15u16 17i18 19f20 21.22f23
0b11u25 0x26i27 28.29e30f31

123foo 0.0bar

Placing a space between the letter of the suffix and the literal will cause it to be parsed as two separate tokens, just like today. That is "foo"bar is one token, "foo" bar is two tokens.

The example above would then be an error, something like:

    let t: (uint, uint) = foo!(1u256); // error: literal with unsupported size
    println!("{}", foo!("foo"bar)); // error: literal with unsupported suffix
    println!("{}", foo!('x'y)); // error: literal with unsupported suffix

The above demonstrates that numeric suffixes could be special cased to detect u<...> and i<...> to give more useful error messages.

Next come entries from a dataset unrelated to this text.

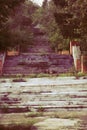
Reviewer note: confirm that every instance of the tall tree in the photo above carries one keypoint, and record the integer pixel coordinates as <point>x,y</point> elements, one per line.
<point>5,7</point>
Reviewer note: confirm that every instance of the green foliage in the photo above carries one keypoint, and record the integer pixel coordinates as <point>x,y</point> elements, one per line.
<point>71,18</point>
<point>5,7</point>
<point>17,29</point>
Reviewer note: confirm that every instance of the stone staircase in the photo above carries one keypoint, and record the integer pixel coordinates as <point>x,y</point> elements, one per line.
<point>39,59</point>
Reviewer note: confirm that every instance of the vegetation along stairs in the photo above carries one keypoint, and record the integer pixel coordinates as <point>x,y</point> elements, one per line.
<point>38,59</point>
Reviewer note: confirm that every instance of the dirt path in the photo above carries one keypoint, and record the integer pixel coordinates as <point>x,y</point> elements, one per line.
<point>45,103</point>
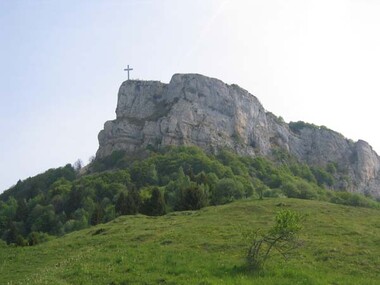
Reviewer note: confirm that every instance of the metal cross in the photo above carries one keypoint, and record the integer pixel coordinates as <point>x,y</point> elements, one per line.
<point>128,69</point>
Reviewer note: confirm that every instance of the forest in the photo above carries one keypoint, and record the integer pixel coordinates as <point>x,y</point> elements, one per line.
<point>67,199</point>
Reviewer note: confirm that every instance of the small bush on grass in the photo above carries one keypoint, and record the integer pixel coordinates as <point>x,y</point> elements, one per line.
<point>282,237</point>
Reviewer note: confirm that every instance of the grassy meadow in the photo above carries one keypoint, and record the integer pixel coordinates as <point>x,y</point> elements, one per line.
<point>341,245</point>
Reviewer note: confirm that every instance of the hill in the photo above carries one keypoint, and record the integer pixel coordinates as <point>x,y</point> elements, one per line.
<point>63,200</point>
<point>196,110</point>
<point>341,246</point>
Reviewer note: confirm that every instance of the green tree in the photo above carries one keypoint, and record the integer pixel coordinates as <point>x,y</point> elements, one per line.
<point>155,206</point>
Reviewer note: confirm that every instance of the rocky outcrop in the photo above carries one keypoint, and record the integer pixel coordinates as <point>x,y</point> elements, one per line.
<point>197,110</point>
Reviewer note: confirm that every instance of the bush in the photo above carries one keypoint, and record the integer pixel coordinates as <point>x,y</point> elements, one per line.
<point>282,237</point>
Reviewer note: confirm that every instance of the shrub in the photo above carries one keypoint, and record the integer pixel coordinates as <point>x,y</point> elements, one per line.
<point>282,237</point>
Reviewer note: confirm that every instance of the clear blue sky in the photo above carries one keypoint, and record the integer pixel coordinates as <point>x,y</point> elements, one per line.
<point>62,64</point>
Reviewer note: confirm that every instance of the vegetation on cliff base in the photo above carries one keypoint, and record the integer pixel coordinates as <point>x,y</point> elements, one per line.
<point>60,200</point>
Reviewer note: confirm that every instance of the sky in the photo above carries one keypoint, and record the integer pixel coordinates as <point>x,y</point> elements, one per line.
<point>61,65</point>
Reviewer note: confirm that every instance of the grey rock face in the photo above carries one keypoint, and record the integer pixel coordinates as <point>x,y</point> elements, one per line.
<point>197,110</point>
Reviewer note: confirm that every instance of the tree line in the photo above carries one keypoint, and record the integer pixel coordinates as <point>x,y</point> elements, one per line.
<point>173,179</point>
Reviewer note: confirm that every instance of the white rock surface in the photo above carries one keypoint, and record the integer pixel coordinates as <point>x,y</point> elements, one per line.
<point>197,110</point>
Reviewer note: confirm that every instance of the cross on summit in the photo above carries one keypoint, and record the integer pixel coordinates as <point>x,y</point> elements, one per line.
<point>128,69</point>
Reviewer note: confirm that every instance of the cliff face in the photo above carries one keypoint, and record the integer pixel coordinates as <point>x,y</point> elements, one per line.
<point>197,110</point>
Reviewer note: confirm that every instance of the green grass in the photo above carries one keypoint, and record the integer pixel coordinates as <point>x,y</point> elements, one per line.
<point>341,246</point>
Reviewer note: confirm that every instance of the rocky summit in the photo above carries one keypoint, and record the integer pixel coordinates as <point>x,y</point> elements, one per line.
<point>197,110</point>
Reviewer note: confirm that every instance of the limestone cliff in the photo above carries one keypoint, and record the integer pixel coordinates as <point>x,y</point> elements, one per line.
<point>197,110</point>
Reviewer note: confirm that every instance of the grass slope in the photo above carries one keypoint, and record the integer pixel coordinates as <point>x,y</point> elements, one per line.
<point>341,246</point>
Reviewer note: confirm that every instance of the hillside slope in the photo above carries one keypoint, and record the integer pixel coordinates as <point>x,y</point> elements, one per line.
<point>341,246</point>
<point>197,110</point>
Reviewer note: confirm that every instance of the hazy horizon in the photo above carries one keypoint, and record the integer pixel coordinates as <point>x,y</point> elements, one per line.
<point>63,61</point>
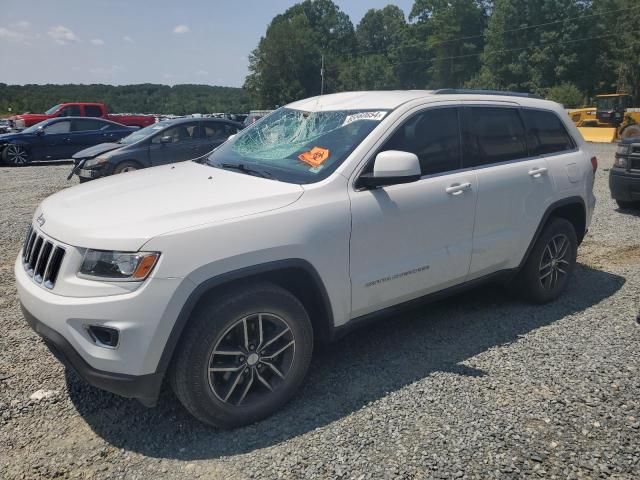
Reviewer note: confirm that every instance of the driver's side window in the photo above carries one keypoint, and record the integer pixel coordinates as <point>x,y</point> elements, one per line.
<point>434,136</point>
<point>70,111</point>
<point>58,127</point>
<point>179,133</point>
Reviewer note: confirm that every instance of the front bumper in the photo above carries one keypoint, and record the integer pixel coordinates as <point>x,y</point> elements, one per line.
<point>143,316</point>
<point>145,388</point>
<point>624,185</point>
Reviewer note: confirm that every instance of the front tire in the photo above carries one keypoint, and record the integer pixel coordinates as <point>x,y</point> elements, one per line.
<point>626,205</point>
<point>551,262</point>
<point>15,155</point>
<point>243,356</point>
<point>126,166</point>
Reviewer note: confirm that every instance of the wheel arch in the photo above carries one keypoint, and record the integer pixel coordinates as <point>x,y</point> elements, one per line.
<point>128,160</point>
<point>572,209</point>
<point>295,275</point>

(The macro example there is definitely an error because it is using the incorrectly-suffixed literals as exprs. If it was only handling them as a token, i.e. tt, there is the possibility that it wouldn't have to be illegal, e.g. stringify!(1u256) doesn't have to be illegal because the 1u256 never occurs at runtime/in the type system.)

Drawbacks

None beyond outlawing placing a literal immediately before a pattern, but the current behaviour can easily be restored with a space: 123u 456. (If a macro is using this for the purpose of hacky generalised literals, the unresolved question below touches on this.)

Alternatives

Don't do this, or consider doing it for adjacent suffixes with an alternative syntax, e.g. 10'bar or 10$bar.

Unresolved questions

Should it be the parser or the tokenizer rejecting invalid suffixes? This is effectively asking if it is legal for syntax extensions to be passed the raw literals? That is, can a foo procedural syntax extension accept and handle literals like foo!(1u2)?
Should this apply to all expressions, e.g. (1 + 2)bar?